For Nemzoff, who has worked for decades in health care, specializing in helping financially troubled nonprofit health system restructure or sell, WoodBridge represents a significant change in strategy. For five years Nemzoff tried unsuccessfully to buy hospitals through a for-profit company called StoneBridge Healthcare.

Nemzoff and his partners made multiple offers for Tower Health, a nonprofit that got into financial trouble after it bought five of CHS’s hospitals. StoneBridge also took runs at nonprofits Care New England Health System in Rhode Island and Central Maine Health in Lewiston, Maine.

“I decided there’s just no need for us to buy hospitals as a for-profit. The only reason you would do that is to make money, and we don’t need to make more money, so I think we’re just doing the right thing,” Nemzoff said.

Most of StoneBridge will be dismantled and the company will have no role in the management of the three CHS hospitals, Nemzoff said. “This is a WoodBridge deal. There’s nobody above WoodBridge. There’s no management contract,” he said.

Ziegler, an investment bank, is providing WoodBridge’s financing to complete the deal, but the organization plans to refinance the debt through the issuance of tax-exempt bonds, Nemzoff said. The IRS approved WoodBridge’s federal income tax exemption as a 501(c)(3) in a letter dated June 21.

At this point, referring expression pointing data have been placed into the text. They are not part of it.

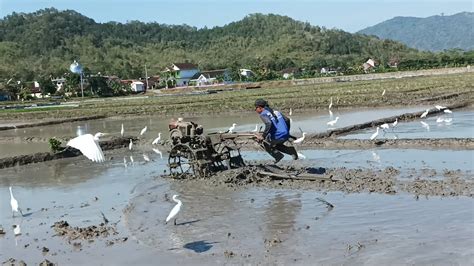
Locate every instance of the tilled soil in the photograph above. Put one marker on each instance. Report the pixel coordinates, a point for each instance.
(385, 181)
(63, 228)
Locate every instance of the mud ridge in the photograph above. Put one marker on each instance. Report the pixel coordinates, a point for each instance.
(53, 122)
(62, 228)
(404, 117)
(68, 152)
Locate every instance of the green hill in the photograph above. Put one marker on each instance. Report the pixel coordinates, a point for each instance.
(47, 41)
(435, 33)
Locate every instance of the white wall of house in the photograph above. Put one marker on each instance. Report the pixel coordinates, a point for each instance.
(137, 86)
(185, 76)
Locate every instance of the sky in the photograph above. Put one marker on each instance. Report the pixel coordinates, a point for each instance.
(348, 15)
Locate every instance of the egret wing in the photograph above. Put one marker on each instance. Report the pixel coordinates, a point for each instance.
(173, 212)
(89, 148)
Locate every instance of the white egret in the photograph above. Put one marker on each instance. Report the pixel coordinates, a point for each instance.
(301, 156)
(375, 134)
(89, 146)
(333, 122)
(143, 130)
(299, 140)
(425, 125)
(375, 156)
(395, 123)
(175, 210)
(158, 152)
(424, 114)
(16, 229)
(232, 128)
(256, 128)
(14, 204)
(157, 140)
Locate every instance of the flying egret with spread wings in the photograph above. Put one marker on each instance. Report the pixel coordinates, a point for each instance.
(143, 130)
(14, 204)
(333, 122)
(175, 210)
(157, 140)
(425, 113)
(89, 146)
(232, 127)
(375, 134)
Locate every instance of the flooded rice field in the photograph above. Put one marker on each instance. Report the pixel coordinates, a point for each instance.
(272, 222)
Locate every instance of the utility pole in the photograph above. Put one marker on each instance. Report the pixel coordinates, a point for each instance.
(146, 78)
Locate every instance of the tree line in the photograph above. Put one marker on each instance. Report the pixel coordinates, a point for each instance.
(42, 44)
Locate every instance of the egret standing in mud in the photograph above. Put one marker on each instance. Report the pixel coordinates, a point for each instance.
(157, 140)
(14, 204)
(425, 125)
(232, 127)
(425, 113)
(143, 130)
(158, 152)
(395, 123)
(175, 210)
(333, 122)
(89, 146)
(375, 134)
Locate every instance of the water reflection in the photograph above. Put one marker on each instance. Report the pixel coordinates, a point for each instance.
(280, 216)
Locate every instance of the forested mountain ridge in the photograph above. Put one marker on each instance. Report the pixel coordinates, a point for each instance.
(435, 33)
(47, 41)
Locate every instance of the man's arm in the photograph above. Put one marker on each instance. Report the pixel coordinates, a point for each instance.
(287, 121)
(268, 125)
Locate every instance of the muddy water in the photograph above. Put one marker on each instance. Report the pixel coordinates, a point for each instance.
(222, 225)
(30, 140)
(231, 225)
(459, 124)
(287, 227)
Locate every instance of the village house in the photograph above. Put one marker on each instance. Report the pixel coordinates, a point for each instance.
(5, 96)
(211, 77)
(368, 65)
(59, 82)
(182, 73)
(246, 73)
(290, 72)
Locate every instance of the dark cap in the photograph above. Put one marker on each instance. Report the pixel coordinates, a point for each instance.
(261, 103)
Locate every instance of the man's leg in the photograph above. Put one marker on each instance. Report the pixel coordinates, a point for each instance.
(272, 151)
(290, 150)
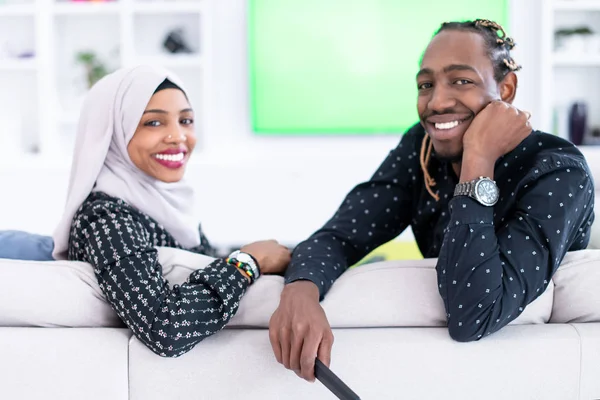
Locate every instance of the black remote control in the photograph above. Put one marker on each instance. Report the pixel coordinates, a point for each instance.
(333, 383)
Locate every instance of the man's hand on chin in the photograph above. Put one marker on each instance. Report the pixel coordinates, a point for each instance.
(494, 132)
(299, 330)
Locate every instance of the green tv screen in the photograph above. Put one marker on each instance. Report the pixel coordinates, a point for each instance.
(344, 66)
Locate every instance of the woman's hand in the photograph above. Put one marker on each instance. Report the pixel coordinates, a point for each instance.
(272, 257)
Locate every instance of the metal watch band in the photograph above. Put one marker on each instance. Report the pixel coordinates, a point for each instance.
(464, 188)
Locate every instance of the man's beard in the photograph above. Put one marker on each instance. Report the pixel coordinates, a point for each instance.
(450, 158)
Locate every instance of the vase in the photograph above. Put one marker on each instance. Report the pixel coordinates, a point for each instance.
(577, 123)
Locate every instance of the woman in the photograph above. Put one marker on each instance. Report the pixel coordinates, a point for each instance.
(127, 196)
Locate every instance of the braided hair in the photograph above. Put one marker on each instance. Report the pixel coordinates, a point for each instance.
(498, 47)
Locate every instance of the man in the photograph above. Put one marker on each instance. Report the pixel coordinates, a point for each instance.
(497, 243)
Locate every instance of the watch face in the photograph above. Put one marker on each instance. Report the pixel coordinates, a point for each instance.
(487, 192)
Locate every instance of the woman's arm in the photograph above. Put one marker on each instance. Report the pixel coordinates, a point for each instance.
(170, 321)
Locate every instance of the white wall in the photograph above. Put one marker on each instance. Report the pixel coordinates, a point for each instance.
(253, 187)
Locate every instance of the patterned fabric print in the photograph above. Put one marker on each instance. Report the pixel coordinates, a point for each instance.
(493, 261)
(120, 242)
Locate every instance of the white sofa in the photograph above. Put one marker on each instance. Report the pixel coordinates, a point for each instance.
(61, 340)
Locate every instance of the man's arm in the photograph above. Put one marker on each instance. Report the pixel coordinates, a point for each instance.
(488, 277)
(372, 214)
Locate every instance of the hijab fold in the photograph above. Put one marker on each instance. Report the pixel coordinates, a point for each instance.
(109, 118)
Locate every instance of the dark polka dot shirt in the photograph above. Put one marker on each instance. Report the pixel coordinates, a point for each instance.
(492, 261)
(120, 242)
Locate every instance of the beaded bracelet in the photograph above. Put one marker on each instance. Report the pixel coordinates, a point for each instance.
(245, 268)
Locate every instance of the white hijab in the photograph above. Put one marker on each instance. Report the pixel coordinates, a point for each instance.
(110, 115)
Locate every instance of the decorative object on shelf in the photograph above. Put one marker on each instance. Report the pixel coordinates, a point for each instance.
(95, 69)
(577, 40)
(577, 122)
(593, 138)
(175, 42)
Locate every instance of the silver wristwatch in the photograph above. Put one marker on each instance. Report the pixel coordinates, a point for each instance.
(246, 259)
(482, 189)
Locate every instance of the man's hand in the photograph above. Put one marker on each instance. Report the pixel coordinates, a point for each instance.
(299, 330)
(494, 132)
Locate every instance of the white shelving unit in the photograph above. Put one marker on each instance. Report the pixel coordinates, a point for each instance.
(42, 93)
(569, 76)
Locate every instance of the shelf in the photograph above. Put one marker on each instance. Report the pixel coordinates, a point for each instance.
(159, 7)
(16, 10)
(87, 8)
(25, 64)
(172, 61)
(577, 5)
(576, 60)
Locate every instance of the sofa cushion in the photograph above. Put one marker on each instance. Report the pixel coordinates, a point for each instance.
(392, 294)
(519, 362)
(402, 293)
(66, 293)
(52, 294)
(19, 245)
(577, 288)
(61, 364)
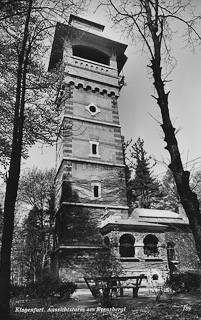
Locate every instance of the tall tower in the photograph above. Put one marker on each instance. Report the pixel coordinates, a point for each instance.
(90, 179)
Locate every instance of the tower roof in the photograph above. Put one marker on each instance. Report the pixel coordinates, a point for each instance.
(86, 30)
(83, 23)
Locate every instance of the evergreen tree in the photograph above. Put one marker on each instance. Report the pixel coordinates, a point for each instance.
(143, 189)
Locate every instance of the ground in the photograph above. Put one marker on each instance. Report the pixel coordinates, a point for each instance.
(83, 306)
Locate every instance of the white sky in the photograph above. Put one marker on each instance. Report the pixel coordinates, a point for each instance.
(136, 105)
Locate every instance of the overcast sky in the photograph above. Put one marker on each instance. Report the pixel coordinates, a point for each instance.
(138, 110)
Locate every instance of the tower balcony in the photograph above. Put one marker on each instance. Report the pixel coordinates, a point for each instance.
(91, 70)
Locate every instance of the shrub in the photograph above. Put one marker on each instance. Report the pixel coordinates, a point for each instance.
(16, 290)
(66, 289)
(186, 281)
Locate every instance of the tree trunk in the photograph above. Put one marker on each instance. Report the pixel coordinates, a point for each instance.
(187, 197)
(14, 174)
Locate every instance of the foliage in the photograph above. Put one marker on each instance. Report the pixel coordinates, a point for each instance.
(151, 23)
(186, 281)
(143, 189)
(35, 235)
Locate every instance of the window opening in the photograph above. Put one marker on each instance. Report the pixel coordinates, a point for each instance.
(96, 191)
(94, 148)
(150, 246)
(107, 241)
(155, 277)
(171, 251)
(126, 248)
(92, 108)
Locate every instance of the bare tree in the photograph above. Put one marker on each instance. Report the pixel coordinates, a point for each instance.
(151, 23)
(26, 28)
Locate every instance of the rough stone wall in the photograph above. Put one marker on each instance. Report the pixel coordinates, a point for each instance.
(140, 263)
(184, 249)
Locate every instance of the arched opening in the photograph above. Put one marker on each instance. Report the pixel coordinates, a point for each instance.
(171, 251)
(91, 54)
(155, 277)
(150, 246)
(126, 248)
(106, 241)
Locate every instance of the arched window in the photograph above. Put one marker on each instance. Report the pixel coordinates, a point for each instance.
(150, 246)
(107, 241)
(91, 54)
(126, 248)
(171, 251)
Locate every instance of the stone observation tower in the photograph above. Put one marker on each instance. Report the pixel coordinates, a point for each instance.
(90, 178)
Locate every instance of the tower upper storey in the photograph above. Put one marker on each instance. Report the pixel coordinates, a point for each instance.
(87, 53)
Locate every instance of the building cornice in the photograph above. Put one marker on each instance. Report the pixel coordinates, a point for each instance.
(93, 121)
(63, 247)
(94, 205)
(94, 162)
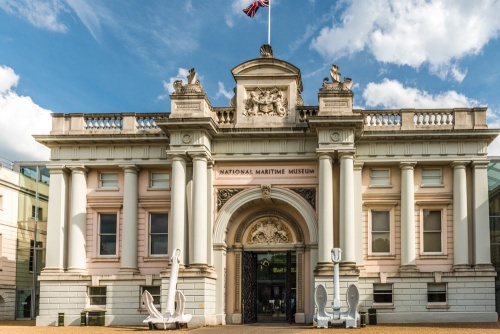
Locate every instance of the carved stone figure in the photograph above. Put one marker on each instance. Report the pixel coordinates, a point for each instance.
(336, 84)
(266, 103)
(193, 85)
(270, 231)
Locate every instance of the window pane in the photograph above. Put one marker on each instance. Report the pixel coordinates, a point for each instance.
(158, 244)
(432, 220)
(381, 242)
(108, 245)
(108, 223)
(380, 221)
(382, 293)
(432, 242)
(431, 176)
(159, 223)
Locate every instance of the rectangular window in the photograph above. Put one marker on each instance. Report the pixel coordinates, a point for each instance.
(108, 180)
(31, 263)
(160, 180)
(381, 231)
(380, 177)
(155, 292)
(432, 231)
(382, 293)
(107, 233)
(158, 233)
(97, 295)
(436, 292)
(431, 177)
(33, 213)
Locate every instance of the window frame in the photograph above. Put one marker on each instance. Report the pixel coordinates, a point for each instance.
(108, 187)
(437, 304)
(157, 295)
(150, 253)
(384, 206)
(391, 285)
(431, 184)
(91, 296)
(99, 234)
(152, 180)
(444, 232)
(382, 185)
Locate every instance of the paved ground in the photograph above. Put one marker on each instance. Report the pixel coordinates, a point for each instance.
(27, 327)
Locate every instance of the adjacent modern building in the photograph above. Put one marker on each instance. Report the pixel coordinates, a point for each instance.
(256, 195)
(23, 221)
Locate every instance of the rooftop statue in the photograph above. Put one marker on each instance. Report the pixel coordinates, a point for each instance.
(336, 84)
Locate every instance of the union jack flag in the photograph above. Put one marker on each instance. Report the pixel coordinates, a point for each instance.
(253, 8)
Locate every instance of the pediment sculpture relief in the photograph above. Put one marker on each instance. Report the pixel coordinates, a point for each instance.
(336, 84)
(268, 102)
(269, 231)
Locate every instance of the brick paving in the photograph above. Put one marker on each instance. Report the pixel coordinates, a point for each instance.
(27, 327)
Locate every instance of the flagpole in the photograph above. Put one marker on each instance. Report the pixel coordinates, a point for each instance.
(269, 25)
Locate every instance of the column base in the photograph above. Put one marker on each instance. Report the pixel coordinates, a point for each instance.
(461, 267)
(324, 269)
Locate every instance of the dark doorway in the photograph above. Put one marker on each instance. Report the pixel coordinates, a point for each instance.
(269, 286)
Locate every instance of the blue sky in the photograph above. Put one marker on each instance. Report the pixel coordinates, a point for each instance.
(111, 56)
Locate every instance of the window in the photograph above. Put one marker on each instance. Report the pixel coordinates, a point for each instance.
(431, 177)
(97, 295)
(158, 233)
(382, 293)
(159, 180)
(432, 231)
(155, 292)
(107, 234)
(33, 213)
(108, 180)
(381, 231)
(380, 177)
(31, 264)
(436, 292)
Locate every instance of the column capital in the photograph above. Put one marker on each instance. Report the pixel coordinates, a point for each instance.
(55, 169)
(130, 168)
(480, 164)
(459, 164)
(407, 165)
(78, 169)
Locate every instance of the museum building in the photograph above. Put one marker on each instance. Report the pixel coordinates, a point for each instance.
(255, 195)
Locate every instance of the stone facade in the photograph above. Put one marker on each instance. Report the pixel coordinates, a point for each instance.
(402, 192)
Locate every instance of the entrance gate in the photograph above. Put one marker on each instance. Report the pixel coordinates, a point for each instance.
(269, 286)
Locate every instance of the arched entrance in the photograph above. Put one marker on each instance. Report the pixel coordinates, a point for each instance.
(272, 251)
(237, 221)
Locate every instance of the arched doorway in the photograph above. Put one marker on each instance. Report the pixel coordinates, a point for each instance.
(271, 257)
(236, 221)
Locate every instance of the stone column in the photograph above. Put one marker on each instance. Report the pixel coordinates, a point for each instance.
(408, 235)
(77, 260)
(347, 227)
(460, 226)
(129, 219)
(198, 234)
(177, 230)
(481, 215)
(358, 211)
(56, 221)
(325, 209)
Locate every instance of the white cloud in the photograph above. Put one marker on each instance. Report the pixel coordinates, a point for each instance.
(223, 92)
(392, 94)
(21, 118)
(41, 13)
(413, 33)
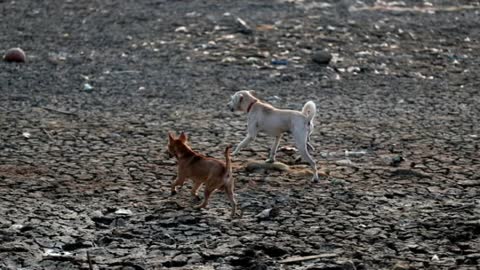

The three hospitals had a combined $587 million in revenue in the year ended June 30, 2023, according to American Hospital Directory, a website that compiles Medicare cost report data. All three lost money that year, the directory said.

Nemzoff said WoodBridge intends to recognize existing union contracts with SEIU Healthcare Pennsylvania and the Pennsylvania Association of Staff Nurses & Allied Professionals.

WoodBridge has hired Don Steigman as president, overseeing hospital operations. Until recently Steigman was president and chief operating officer at a large health system in Miami-Dade County, Fla. As CEO of WoodBridge, Nemzoff’s job will be to find more deals, Nemzoff said.